While soundbites about climate change work on the campaign trail, we must have a real conversation about the state of the American energy industry and future opportunities for growth.
President Obama has ushered in a new era of environmental stewardship, making our country’s fight against climate change a top-tier domestic and international issue. From the Clean Power Plan to Paris’ Climate Deal, great strides have been made in an effort to combat global warming thanks to the leadership of this Administration.
Very few would disagree that climate change, clean energy, and renewable energy certainly deserve increased investments and opportunities for success. But our elected officials need to recognize the growth opportunities that the existing energy industry can offer all Americans, particularly as the industry continues to evolve with new technologies and in response to changing economic conditions. Resorting to broad generalizations about the energy industry makes little economic sense, and our politicians should be talking more about the job opportunities provided by the energy sector; both historically and looking towards the future, not simply reciting surface-level soundbites.
The energy industry in this country has witnessed a rebirth in recent years. Research from the U.S. Energy Information Administration found that in recent years, jobs in the energy industry increased by more than 40 percent, a staggering account of economic success in a largely stagnant economy. As the United States continues to pursue new opportunities in clean and renewable energies, it is critical that we recognize the strength of the traditional energy sector in creating job opportunities for all Americans, and in particular, for minorities.
The energy industry is not just important to our overall communities, but also specifically for minority communities across the country. In 2014, a report found that if energy development continued, African-American and Hispanic workers would be predicted to hold more than 285,000 new jobs in the industry by 2030.

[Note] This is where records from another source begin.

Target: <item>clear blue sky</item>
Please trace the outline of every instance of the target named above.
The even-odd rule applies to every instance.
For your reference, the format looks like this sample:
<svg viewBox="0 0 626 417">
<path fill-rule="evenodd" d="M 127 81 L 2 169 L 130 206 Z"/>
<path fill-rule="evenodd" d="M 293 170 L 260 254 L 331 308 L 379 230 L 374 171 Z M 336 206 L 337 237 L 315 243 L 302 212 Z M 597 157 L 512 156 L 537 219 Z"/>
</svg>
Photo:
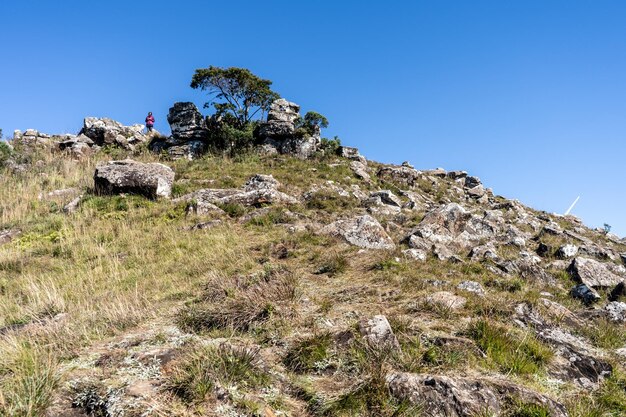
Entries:
<svg viewBox="0 0 626 417">
<path fill-rule="evenodd" d="M 240 66 L 371 159 L 465 169 L 626 235 L 625 1 L 1 1 L 0 128 L 167 131 Z"/>
</svg>

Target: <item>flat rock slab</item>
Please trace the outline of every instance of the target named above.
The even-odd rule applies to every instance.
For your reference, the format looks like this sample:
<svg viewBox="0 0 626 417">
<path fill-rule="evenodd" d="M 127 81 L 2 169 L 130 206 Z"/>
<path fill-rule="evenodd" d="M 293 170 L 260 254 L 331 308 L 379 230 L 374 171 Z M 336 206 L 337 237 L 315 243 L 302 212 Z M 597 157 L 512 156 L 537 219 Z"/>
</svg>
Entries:
<svg viewBox="0 0 626 417">
<path fill-rule="evenodd" d="M 163 164 L 135 162 L 132 159 L 110 161 L 96 167 L 96 194 L 140 194 L 148 198 L 172 194 L 174 171 Z"/>
<path fill-rule="evenodd" d="M 448 291 L 438 291 L 433 293 L 426 298 L 426 301 L 431 305 L 436 305 L 450 310 L 463 308 L 463 306 L 467 303 L 467 299 L 465 297 L 452 294 Z"/>
<path fill-rule="evenodd" d="M 348 243 L 365 249 L 394 249 L 396 247 L 380 223 L 368 215 L 337 220 L 322 228 L 321 233 L 341 236 Z"/>
<path fill-rule="evenodd" d="M 410 373 L 392 373 L 386 379 L 394 397 L 421 405 L 429 417 L 500 415 L 508 398 L 545 407 L 552 417 L 567 417 L 562 404 L 508 381 Z"/>
<path fill-rule="evenodd" d="M 614 287 L 624 281 L 624 277 L 611 272 L 606 264 L 589 258 L 575 258 L 568 272 L 572 278 L 591 288 Z"/>
</svg>

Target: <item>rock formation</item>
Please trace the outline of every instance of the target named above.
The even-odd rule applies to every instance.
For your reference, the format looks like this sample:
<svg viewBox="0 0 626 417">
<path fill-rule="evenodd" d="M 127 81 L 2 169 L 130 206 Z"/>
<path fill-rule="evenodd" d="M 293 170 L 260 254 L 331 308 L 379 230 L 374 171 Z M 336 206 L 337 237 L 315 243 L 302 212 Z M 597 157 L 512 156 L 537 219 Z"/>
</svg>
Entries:
<svg viewBox="0 0 626 417">
<path fill-rule="evenodd" d="M 131 193 L 149 198 L 169 197 L 173 182 L 174 171 L 171 168 L 131 159 L 99 165 L 94 173 L 95 192 L 102 195 Z"/>
<path fill-rule="evenodd" d="M 263 152 L 306 159 L 317 151 L 321 142 L 319 129 L 312 135 L 296 131 L 299 111 L 300 106 L 282 98 L 272 103 L 267 122 L 262 123 L 255 132 Z"/>
</svg>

Despite a recent decrease to the lowest ratein 7 years, the unemployment rate for black Americans is still close to twice the white unemployment rate. There is clear room for improvement, and the energy industry offers jobs across a vast spectrum of skilled, semi-skilled, and managerial positions – providing opportunities to individuals who work on oil rigs, welders, accountants, and geologists across the board.
Unfortunately, a small number of groups are trying to undermine the energy industry all together, a tactic that would undermine the U.S. economy, while not making strides to combat global warming. In fact, ExxonMobil holds hundreds of new patents on cutting edge technologies that will help solve the climate problems. By isolating the energy industry, we will come no closer to solving this serious problem and would impair our economy in the interim.
As Americans, we should be running towards economic opportunity at every chance, particularly if we wish to remain competitive on the world stage. Blindly turning away from an industry that has been central to recent American economic growth would be a dangerous and misguided move.